According to the NOAA, harbor seals generally live in temperate coastal habitats along the northern coasts of North America, Europe and Asia. They occur on the U.S East and West coasts, but rarely travel this far South.
As for the seal who visited Ponte Vedra Beach, it spent most of the day relaxing and trying to trying to escape the tide.
“As the tide came up, he (or she) would scoot up the beach,” Condron said. “We moved stakes three-to-four times as he moved up the beach until we were sure he wouldn’t exit the area. But he kept moving up as the water came up and the last time we saw, he moved way up. I think he was tired of being interrupted by the water.”
Condron said the seal spent most of its time sleeping and doing “yoga poses,” by lifting its head and tail up at the same time.
While the sight of a seal in Ponte Vedra caught Condron by surprise, she was even more surprised at the response her videos and photos received. The seal became a social media sensation with the story, photos and video shared across the globe.
“This kind of shocked me,” Condron said of the response. She even saw where someone took one of her seal photos and added the popular Bernie Sanders-in-mittens meme to it.
“I wanted to spread the word so in case this ever happens again, people would know what to do; to stay back and call the experts,” Condron said about her videos and social media posts. “My only intent was to get people to do the right thing because nobody knows. In Florida, we don’t have marine animals that come out of the water just to bask. If any of our normal animals come out for any reason, other than a nesting turtle, there’s something wrong with the animal. If it’s a dolphin or whale and it beaches, there’s something wrong with it, so people assumed there was something wrong with the seal, but there wasn’t. We’re not used to that down here.”

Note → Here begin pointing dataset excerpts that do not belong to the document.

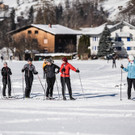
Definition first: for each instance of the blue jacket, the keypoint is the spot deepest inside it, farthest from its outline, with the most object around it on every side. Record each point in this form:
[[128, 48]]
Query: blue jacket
[[131, 70]]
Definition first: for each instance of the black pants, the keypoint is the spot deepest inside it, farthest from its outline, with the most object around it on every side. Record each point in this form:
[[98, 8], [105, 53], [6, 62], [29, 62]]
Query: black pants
[[130, 83], [114, 65], [50, 85], [28, 81], [5, 83], [64, 81]]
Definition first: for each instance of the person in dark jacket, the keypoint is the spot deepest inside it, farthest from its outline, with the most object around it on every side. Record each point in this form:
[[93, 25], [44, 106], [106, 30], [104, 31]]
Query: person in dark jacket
[[50, 70], [114, 62], [6, 72], [29, 71], [65, 77], [131, 74]]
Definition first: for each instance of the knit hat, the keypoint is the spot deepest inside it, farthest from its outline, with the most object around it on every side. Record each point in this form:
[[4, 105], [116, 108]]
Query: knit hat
[[30, 59], [49, 60], [5, 63], [64, 59], [131, 57]]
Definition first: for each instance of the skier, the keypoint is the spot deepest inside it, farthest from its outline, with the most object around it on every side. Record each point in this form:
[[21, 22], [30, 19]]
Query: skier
[[114, 62], [6, 72], [2, 58], [131, 74], [44, 64], [50, 70], [29, 71], [65, 77]]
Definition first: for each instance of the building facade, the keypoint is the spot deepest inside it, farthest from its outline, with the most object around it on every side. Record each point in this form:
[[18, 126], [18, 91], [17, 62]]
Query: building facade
[[50, 38]]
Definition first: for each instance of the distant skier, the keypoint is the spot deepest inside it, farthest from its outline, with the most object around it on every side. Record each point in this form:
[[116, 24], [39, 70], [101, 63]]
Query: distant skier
[[29, 71], [114, 62], [65, 77], [6, 72], [131, 74], [50, 69], [2, 58], [44, 64]]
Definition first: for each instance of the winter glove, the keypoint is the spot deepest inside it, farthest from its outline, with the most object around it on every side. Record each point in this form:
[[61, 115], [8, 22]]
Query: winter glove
[[36, 73], [63, 70], [77, 71], [57, 72], [122, 66]]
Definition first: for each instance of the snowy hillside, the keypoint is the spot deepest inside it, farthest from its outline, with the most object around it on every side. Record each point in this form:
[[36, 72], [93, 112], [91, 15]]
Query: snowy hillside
[[112, 6], [100, 113]]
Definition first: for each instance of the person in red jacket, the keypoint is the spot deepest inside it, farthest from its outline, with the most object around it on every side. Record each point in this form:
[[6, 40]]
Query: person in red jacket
[[65, 77]]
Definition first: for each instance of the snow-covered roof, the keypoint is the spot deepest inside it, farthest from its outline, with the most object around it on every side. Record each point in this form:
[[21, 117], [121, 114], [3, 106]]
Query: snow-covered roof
[[54, 29], [95, 31], [57, 29], [54, 54]]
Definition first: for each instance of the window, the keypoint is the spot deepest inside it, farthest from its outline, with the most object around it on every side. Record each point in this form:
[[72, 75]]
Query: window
[[128, 39], [36, 32], [29, 32], [119, 39], [45, 41], [128, 48]]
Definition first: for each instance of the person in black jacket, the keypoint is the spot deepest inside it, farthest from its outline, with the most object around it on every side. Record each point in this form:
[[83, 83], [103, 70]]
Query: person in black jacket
[[6, 72], [50, 70], [29, 71]]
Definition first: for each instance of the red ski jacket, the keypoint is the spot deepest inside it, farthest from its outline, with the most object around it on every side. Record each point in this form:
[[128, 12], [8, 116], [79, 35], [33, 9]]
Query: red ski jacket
[[67, 67]]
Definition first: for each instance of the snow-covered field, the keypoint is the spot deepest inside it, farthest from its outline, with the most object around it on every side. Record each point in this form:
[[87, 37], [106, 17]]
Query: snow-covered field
[[100, 113]]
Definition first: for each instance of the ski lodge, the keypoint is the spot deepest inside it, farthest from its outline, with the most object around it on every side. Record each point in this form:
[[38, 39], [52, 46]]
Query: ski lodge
[[51, 38], [122, 36]]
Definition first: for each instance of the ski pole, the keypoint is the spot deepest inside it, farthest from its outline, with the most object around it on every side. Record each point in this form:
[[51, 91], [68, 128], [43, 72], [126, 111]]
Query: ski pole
[[57, 88], [81, 85], [121, 87], [23, 85], [42, 86]]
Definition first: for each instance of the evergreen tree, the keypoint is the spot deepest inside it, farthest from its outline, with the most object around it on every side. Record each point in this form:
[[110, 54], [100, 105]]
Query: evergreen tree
[[84, 43], [105, 43], [12, 16]]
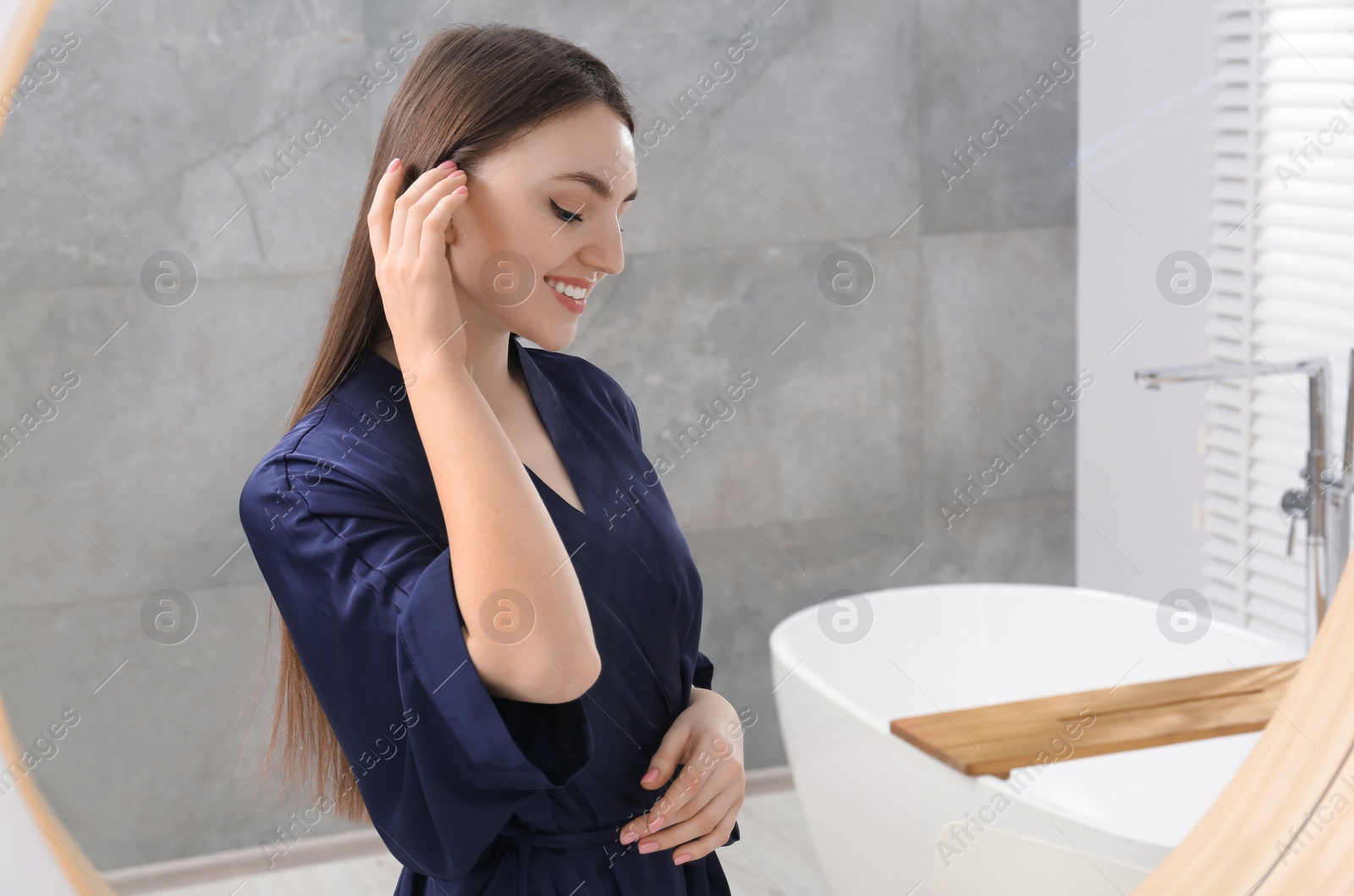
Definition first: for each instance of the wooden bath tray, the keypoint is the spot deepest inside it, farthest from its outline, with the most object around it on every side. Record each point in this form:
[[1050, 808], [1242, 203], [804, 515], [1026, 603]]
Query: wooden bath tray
[[1004, 737]]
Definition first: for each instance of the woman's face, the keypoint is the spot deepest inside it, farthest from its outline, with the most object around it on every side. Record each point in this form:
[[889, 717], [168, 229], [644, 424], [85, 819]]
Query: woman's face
[[546, 207]]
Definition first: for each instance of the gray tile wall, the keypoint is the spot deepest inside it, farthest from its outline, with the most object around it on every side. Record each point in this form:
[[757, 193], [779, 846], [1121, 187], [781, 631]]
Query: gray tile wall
[[830, 473]]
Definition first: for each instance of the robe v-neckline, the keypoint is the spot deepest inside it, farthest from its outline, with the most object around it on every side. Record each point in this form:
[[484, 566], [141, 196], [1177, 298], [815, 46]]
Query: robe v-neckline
[[559, 429], [568, 442]]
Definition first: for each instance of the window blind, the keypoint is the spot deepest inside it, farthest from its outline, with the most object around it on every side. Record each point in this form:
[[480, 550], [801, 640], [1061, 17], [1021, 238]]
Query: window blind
[[1281, 248]]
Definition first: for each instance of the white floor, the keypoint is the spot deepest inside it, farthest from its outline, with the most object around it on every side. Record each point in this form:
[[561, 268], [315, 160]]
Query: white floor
[[775, 857]]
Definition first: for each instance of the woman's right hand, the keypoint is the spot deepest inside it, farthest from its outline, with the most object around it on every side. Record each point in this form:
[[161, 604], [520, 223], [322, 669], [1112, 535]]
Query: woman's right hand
[[413, 261]]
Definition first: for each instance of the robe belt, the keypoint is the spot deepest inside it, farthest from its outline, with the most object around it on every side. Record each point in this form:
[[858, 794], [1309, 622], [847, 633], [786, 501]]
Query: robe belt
[[565, 839]]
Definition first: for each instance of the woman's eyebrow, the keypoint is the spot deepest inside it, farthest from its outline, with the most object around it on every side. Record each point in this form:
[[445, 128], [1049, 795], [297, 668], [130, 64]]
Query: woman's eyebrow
[[596, 183]]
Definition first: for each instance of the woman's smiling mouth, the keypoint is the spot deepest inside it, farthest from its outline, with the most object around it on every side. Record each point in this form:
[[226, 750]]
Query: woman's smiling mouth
[[570, 291]]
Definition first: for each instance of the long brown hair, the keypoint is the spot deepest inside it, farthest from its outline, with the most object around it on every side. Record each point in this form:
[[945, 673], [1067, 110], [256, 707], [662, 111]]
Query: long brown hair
[[471, 91]]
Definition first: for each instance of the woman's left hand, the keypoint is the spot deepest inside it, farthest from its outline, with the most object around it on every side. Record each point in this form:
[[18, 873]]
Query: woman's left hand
[[699, 810]]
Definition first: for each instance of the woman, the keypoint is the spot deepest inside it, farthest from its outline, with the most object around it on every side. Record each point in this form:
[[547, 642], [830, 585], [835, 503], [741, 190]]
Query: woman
[[491, 616]]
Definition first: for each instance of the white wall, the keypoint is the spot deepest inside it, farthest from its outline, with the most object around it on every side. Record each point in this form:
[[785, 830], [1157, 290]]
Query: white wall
[[1144, 118]]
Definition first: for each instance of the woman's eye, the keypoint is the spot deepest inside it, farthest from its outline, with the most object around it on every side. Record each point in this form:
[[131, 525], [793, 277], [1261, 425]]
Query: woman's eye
[[562, 214]]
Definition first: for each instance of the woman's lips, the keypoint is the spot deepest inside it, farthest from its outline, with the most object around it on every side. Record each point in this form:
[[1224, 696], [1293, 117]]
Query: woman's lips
[[573, 305]]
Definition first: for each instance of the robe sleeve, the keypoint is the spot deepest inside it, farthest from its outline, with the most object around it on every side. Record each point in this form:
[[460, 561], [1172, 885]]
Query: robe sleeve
[[369, 602], [704, 672]]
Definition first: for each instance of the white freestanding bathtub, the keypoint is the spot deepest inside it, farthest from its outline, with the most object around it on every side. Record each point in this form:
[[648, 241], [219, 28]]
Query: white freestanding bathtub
[[877, 805]]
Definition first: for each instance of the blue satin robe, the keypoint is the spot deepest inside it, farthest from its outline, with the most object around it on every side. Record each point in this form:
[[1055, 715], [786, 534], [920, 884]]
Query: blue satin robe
[[480, 794]]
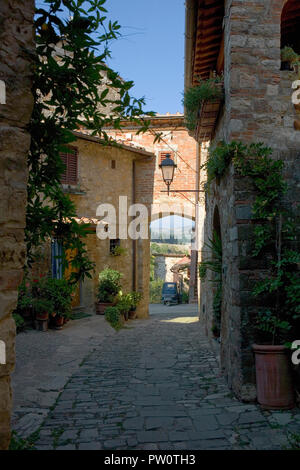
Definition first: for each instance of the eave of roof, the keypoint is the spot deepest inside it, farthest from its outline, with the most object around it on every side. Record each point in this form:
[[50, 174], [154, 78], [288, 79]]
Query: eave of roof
[[203, 38], [139, 153]]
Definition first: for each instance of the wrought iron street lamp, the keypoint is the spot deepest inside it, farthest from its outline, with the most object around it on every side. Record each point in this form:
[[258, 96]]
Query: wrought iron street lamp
[[167, 167]]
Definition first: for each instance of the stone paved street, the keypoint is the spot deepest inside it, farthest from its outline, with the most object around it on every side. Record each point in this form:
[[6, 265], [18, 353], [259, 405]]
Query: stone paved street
[[156, 385]]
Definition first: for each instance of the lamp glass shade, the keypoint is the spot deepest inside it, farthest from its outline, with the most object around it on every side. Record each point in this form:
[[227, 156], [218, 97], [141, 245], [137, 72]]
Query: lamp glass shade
[[168, 167]]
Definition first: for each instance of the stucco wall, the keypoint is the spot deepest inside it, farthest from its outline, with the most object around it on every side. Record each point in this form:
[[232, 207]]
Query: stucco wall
[[16, 35], [99, 183]]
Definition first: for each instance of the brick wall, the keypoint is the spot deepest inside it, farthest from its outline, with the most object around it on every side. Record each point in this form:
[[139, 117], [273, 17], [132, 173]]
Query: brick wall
[[175, 139]]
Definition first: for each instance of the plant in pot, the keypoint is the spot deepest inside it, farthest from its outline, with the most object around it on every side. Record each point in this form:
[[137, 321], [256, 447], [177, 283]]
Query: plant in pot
[[124, 305], [42, 308], [276, 329], [113, 317], [109, 287], [59, 291], [277, 324], [135, 298], [210, 90]]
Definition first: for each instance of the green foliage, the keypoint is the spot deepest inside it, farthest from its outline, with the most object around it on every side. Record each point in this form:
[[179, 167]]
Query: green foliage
[[294, 441], [69, 89], [134, 298], [109, 285], [113, 316], [274, 230], [42, 305], [167, 248], [20, 323], [59, 291], [214, 265], [155, 291], [206, 90], [124, 303]]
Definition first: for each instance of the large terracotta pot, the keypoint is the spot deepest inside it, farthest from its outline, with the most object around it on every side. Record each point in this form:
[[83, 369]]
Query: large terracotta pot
[[101, 307], [273, 377], [132, 314], [42, 316], [59, 322]]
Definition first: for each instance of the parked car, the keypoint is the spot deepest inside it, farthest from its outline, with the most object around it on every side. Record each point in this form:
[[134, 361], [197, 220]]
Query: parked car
[[170, 293]]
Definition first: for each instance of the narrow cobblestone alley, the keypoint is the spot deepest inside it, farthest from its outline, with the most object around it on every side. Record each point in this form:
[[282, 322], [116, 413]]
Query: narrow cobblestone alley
[[156, 385]]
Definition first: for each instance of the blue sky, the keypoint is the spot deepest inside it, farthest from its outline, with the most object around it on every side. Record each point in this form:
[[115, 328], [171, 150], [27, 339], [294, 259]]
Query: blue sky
[[151, 51]]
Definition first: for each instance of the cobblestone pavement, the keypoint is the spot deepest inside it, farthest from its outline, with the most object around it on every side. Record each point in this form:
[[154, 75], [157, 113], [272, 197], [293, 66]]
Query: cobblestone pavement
[[156, 385]]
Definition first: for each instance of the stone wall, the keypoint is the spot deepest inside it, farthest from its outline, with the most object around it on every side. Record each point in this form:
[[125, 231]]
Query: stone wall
[[175, 138], [163, 265], [257, 108], [16, 35], [100, 182]]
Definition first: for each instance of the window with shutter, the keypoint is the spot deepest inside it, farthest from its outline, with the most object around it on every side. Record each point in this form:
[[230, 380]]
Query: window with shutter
[[163, 155], [70, 159]]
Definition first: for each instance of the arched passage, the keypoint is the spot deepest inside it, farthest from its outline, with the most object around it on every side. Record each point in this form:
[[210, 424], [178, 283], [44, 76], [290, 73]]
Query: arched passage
[[290, 23]]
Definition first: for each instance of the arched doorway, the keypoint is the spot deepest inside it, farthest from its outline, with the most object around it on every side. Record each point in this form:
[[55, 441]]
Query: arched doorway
[[171, 240]]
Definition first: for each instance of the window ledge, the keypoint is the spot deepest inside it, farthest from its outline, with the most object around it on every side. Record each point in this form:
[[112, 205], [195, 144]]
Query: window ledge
[[72, 189]]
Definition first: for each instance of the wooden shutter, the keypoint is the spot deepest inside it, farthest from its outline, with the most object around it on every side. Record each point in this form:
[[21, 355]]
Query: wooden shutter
[[70, 159]]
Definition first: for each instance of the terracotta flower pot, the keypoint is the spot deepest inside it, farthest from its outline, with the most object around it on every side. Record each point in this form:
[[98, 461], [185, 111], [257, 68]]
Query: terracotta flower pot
[[101, 307], [273, 377], [59, 322], [42, 316], [132, 314]]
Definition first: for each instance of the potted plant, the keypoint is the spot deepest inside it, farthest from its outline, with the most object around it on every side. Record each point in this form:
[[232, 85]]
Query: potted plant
[[124, 305], [135, 298], [276, 326], [109, 287], [288, 58], [210, 90], [113, 316]]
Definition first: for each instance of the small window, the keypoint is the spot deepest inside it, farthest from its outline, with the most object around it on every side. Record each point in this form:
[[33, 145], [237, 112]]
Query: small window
[[113, 244], [163, 155], [70, 159], [56, 259]]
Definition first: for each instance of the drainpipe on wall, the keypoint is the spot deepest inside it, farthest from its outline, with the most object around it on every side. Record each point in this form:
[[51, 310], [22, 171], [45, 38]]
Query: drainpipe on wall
[[133, 241]]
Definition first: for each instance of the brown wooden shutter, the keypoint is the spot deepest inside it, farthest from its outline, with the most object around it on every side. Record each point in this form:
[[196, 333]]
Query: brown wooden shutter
[[70, 159]]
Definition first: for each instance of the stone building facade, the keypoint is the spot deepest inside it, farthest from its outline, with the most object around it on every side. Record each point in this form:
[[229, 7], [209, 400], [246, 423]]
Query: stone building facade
[[243, 41], [108, 175], [16, 36], [176, 141]]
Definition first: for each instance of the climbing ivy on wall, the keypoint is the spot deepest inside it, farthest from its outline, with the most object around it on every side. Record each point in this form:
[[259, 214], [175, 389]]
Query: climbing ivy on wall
[[71, 86], [275, 234]]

After officials from the FWC left, Condron, along with a St. Johns County Sheriff’s Office deputy, took turns keeping an eye on the seal. Condron checked on the seal around 6:30 p.m. Monday and it was still doing fine. When she returned around 5 a.m. Tuesday, the visitor was gone.
“There was a report of a sighting of her off Amelia Island the day before, so we believe she was heading south,” Condron said.
Condron said if the rare visitors or others like it should return to area beaches, the best thing to do is call the FWC and get someone out there and try to keep people back around 50 yards until FWC officials arrive.
“The seal is coming out of the water to rest, and if people are getting too close to her, she’s not going to be able to rest,” Condron said. “As a matter of fact, it will probably stress them out.”
But Condron was happy she was there to witness the rare sight.
“I was so glad I was home to be able to bring the stakes and to see it,” she said.